Specifically, the court must take note of the June 5, 2003 surgical report of Dr. Labiak. On that date. [Plaintiff] underwent the following surgical procedures: Partial L4 Laminectomy; L4-5 Facetectomy and Posterior Lumbar Interbody Fusion with Femoral Ring Allograft; L4-5 Posterolateral Stabilization with SofamorDanek TSRH Pedicle Screw Instrumentation and Fusion with Spino-Laminar Autograft.
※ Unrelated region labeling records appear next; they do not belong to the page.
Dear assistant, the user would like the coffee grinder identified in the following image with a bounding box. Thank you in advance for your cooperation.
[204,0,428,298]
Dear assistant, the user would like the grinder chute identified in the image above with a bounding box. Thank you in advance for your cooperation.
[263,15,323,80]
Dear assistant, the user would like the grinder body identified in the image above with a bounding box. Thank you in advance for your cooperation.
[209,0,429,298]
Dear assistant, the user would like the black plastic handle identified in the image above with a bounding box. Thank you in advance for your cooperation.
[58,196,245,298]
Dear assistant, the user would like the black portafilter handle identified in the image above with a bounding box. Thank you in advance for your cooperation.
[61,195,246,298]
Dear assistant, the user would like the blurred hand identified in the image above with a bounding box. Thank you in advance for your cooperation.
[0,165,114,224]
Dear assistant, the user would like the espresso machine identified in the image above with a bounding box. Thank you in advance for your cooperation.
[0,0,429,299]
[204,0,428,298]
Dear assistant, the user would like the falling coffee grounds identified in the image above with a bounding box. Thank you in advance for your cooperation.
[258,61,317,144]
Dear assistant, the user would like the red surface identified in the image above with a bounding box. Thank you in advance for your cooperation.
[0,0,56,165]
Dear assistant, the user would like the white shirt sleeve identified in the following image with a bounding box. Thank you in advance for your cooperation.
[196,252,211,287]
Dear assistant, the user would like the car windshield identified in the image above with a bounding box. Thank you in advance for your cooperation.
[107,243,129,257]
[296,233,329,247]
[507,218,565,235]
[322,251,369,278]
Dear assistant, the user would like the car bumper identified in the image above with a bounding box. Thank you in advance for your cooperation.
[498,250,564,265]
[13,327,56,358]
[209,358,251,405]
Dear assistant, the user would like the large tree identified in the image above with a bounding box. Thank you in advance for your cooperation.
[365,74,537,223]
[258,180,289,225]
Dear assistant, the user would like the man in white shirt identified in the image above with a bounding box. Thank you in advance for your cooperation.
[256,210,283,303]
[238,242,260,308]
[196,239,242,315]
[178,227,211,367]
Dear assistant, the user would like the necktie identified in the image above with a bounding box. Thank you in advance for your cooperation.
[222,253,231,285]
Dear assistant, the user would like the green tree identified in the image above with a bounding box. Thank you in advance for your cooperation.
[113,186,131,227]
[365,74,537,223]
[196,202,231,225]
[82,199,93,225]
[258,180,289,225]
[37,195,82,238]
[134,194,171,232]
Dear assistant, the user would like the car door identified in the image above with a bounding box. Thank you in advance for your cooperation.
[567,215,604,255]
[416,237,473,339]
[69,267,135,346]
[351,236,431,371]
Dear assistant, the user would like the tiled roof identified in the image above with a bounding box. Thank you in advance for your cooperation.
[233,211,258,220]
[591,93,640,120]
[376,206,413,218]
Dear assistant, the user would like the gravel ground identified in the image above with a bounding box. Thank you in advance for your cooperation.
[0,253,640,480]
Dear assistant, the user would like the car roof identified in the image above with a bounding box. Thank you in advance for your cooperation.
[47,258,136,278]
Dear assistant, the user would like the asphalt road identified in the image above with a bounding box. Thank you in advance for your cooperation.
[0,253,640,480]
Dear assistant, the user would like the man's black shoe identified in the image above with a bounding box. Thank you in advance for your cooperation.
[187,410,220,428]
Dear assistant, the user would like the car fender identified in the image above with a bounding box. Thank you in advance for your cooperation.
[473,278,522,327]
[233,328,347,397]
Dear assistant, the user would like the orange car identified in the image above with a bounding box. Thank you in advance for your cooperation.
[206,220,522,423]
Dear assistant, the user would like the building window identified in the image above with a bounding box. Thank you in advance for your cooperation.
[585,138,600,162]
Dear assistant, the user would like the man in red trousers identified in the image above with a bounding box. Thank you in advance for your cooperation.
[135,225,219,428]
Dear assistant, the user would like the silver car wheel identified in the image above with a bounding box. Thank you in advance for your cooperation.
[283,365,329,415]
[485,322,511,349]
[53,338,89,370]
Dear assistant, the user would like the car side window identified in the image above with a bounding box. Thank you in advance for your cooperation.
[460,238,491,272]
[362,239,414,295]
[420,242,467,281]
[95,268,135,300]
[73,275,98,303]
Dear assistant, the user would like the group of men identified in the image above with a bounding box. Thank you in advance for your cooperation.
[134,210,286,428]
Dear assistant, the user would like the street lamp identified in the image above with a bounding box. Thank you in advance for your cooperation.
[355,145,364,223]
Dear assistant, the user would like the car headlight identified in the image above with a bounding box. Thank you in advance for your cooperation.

Pl.'s Supp. Mem. at 20. These procedures took place more than one year after Liberty's final determination. Hindsight is "20/20." In any event, a claimant may not continue to submit material after a final denial in an effort to expand the record and then claim that its consideration is required. Cf. Paese v. Hartford Life & Accident Ins. Co., 449 F.3d 435, 441 (2d Cir. 2006) (stating that when the administrator is not disinterested, "the decision whether to admit additional evidence is one which is discretionary with the district court, but which discretion ought not to be exercised in the absence of good cause"). Without any assurance that between the denial of benefits in May 2002 and the June 2003 surgery there was (1) no worsening of Plaintiff's conditions and (2) no events (such as car accident or a fall) that may have precipitated the need for such surgery, the Court declines to consider Dr. Labiak's report.
For the reasons set forth above and having carefully considered the administrative record and parties' submissions, Defendants' motion for summary judgment is granted and Plaintiff's cross-motion is denied. The Clerk of Court is directed to close this case.